Le agevolazioni prima casa per le imposte catastale e ipotecaria, dovute dagli eredi quando quando l'attivo ereditario include beni immobili e diritti reali immobiliari, decadono nel caso in cui uno degli eredi abbia reso una falsa dichiarazione o quando egli non trasferisca la residenza nel Comune in cui si trova l'immobile ereditato nel termine di diciotto mesi.

Nel primo caso, la mendacità della dichiarazione determinerà la decadenza del beneficio non solo per chi ha dichiarato di possedere i requisiti per poterne fruire, ma anche per gli altri coeredi (la sanzione sarà però applicata solo all'autore della dichiarazione mendace).

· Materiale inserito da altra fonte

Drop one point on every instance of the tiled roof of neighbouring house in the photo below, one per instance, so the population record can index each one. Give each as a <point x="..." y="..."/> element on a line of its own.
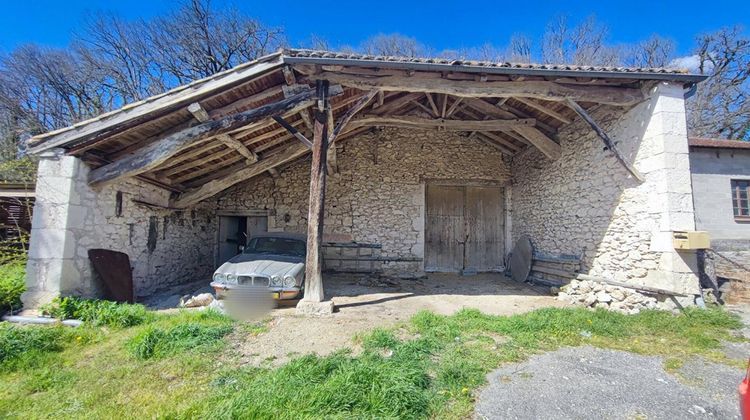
<point x="718" y="143"/>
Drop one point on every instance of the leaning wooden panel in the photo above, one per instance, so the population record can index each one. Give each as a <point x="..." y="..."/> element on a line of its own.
<point x="444" y="228"/>
<point x="158" y="152"/>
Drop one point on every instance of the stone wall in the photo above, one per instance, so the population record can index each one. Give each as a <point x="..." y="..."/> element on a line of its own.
<point x="586" y="204"/>
<point x="165" y="247"/>
<point x="378" y="194"/>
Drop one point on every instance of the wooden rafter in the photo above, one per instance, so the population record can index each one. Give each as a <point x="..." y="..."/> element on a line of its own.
<point x="605" y="138"/>
<point x="544" y="109"/>
<point x="350" y="113"/>
<point x="158" y="152"/>
<point x="454" y="125"/>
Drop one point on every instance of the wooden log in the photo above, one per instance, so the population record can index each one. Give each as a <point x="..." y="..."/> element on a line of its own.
<point x="242" y="104"/>
<point x="128" y="118"/>
<point x="605" y="138"/>
<point x="356" y="108"/>
<point x="331" y="154"/>
<point x="158" y="152"/>
<point x="314" y="257"/>
<point x="544" y="90"/>
<point x="454" y="125"/>
<point x="540" y="140"/>
<point x="201" y="115"/>
<point x="543" y="109"/>
<point x="486" y="140"/>
<point x="640" y="288"/>
<point x="232" y="176"/>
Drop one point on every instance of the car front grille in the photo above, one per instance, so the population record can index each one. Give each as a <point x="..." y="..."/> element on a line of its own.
<point x="253" y="280"/>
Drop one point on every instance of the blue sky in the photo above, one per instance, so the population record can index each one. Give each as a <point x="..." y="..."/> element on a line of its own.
<point x="441" y="25"/>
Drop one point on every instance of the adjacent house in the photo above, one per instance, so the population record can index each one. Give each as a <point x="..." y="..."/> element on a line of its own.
<point x="435" y="165"/>
<point x="721" y="193"/>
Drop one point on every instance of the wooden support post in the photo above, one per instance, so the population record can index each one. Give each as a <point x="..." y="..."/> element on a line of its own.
<point x="311" y="303"/>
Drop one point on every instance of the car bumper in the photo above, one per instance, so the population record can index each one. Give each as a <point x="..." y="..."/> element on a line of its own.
<point x="278" y="293"/>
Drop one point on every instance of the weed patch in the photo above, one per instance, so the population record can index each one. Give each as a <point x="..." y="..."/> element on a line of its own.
<point x="12" y="285"/>
<point x="98" y="312"/>
<point x="428" y="368"/>
<point x="157" y="341"/>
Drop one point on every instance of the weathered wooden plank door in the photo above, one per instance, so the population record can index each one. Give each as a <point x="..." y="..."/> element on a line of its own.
<point x="444" y="233"/>
<point x="464" y="228"/>
<point x="485" y="229"/>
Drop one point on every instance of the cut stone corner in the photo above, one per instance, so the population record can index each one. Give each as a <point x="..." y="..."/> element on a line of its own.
<point x="310" y="308"/>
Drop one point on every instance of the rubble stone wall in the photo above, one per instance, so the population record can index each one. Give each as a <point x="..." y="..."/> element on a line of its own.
<point x="586" y="203"/>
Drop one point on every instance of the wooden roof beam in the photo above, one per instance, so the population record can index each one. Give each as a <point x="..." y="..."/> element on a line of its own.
<point x="293" y="131"/>
<point x="201" y="115"/>
<point x="235" y="175"/>
<point x="158" y="152"/>
<point x="544" y="90"/>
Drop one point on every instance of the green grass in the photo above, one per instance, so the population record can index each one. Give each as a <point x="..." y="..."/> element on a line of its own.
<point x="12" y="285"/>
<point x="98" y="312"/>
<point x="178" y="366"/>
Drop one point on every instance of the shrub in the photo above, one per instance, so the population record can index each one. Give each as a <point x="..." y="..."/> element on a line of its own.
<point x="12" y="284"/>
<point x="98" y="312"/>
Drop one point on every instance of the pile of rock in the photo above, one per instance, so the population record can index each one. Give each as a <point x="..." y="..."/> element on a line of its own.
<point x="592" y="294"/>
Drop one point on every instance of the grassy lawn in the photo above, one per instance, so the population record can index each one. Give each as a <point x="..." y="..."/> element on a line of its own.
<point x="179" y="366"/>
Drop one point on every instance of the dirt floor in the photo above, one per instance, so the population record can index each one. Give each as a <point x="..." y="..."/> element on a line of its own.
<point x="364" y="303"/>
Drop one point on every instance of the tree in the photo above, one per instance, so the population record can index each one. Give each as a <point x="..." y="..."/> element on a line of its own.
<point x="113" y="61"/>
<point x="582" y="44"/>
<point x="394" y="45"/>
<point x="720" y="108"/>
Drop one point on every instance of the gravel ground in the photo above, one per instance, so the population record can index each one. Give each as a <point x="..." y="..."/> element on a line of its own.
<point x="592" y="383"/>
<point x="365" y="303"/>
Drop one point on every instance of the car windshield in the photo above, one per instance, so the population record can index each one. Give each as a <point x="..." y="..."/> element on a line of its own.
<point x="281" y="246"/>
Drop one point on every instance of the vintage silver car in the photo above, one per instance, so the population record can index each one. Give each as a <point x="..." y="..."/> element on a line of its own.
<point x="275" y="260"/>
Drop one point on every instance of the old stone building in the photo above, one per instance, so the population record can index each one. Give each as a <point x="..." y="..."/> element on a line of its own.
<point x="439" y="166"/>
<point x="721" y="187"/>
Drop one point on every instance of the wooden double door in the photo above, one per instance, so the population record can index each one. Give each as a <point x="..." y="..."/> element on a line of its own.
<point x="464" y="228"/>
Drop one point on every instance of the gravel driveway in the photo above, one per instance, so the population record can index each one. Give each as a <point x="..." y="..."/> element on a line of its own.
<point x="592" y="383"/>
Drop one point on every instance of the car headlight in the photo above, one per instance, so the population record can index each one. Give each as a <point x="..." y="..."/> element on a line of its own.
<point x="289" y="281"/>
<point x="276" y="281"/>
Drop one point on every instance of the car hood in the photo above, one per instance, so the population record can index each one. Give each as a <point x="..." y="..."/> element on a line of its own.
<point x="263" y="265"/>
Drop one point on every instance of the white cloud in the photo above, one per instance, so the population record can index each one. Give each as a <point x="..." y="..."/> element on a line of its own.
<point x="688" y="62"/>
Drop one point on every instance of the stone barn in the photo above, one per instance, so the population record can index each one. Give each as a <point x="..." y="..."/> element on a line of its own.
<point x="400" y="165"/>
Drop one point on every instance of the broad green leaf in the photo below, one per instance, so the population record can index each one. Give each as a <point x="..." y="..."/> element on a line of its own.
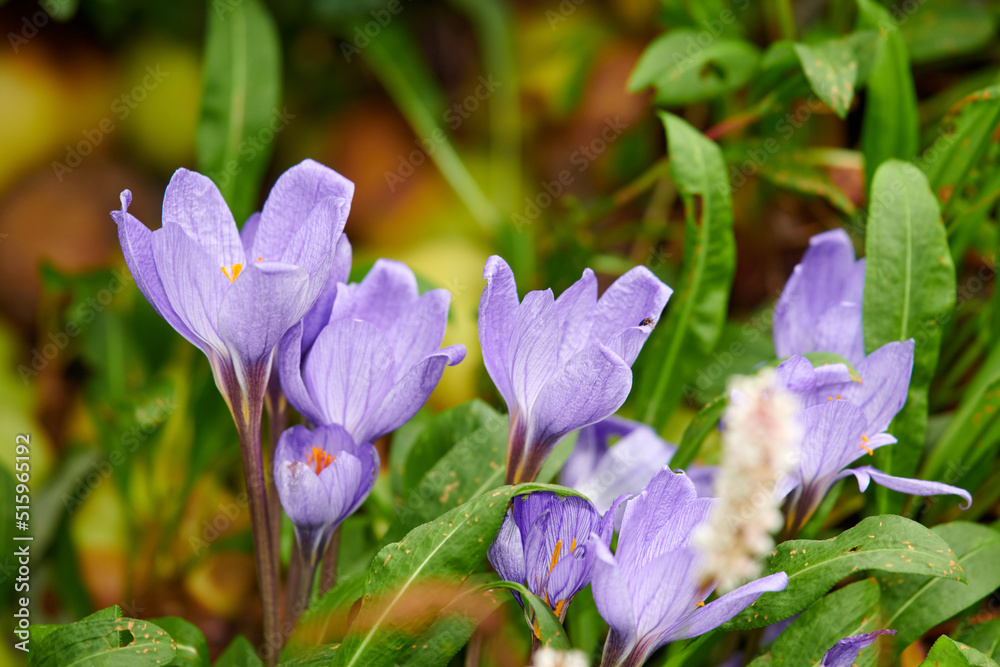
<point x="474" y="426"/>
<point x="914" y="604"/>
<point x="889" y="543"/>
<point x="945" y="29"/>
<point x="909" y="293"/>
<point x="832" y="70"/>
<point x="683" y="70"/>
<point x="696" y="313"/>
<point x="549" y="630"/>
<point x="852" y="610"/>
<point x="239" y="653"/>
<point x="953" y="154"/>
<point x="105" y="641"/>
<point x="474" y="464"/>
<point x="890" y="128"/>
<point x="947" y="651"/>
<point x="697" y="430"/>
<point x="192" y="649"/>
<point x="241" y="109"/>
<point x="984" y="637"/>
<point x="410" y="581"/>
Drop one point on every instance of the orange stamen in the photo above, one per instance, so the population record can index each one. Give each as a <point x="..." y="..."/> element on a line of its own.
<point x="319" y="459"/>
<point x="232" y="272"/>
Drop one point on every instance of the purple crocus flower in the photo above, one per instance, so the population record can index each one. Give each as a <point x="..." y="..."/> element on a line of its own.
<point x="235" y="295"/>
<point x="649" y="591"/>
<point x="561" y="364"/>
<point x="844" y="419"/>
<point x="322" y="477"/>
<point x="845" y="652"/>
<point x="820" y="308"/>
<point x="547" y="543"/>
<point x="603" y="472"/>
<point x="375" y="360"/>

Anche nel secondo caso si avrà la decadenza dal beneficio. Tuttavia, il recupero dell'imposta e della relativa sanzione interesserà interamente ed esclusivamente il soggetto che non ha rispettato l'impegno assunto, cioè il trasferimento della residenza.

Analoghe considerazioni vanno fatte per l'ipotesi in cui il beneficiario-dichiarante rivenda l'immobile entro cinque anni dall'acquisizione, senza procedere entro un anno al riacquisto di altro immobile da adibire a prima casa. Infatti, anche in questo caso si avrà la decadenza per intero del beneficio, con recupero dell'imposta e applicazione delle relative sanzioni in capo al solo dichiarante.

Invece, la rivendita infraquinquennale dell'immobile oggetto dell'agevolazione da parte di un coerede non dichiarante non comporta alcuna decadenza dal beneficio, neanche in capo al soggetto che ha ceduto l'immobile.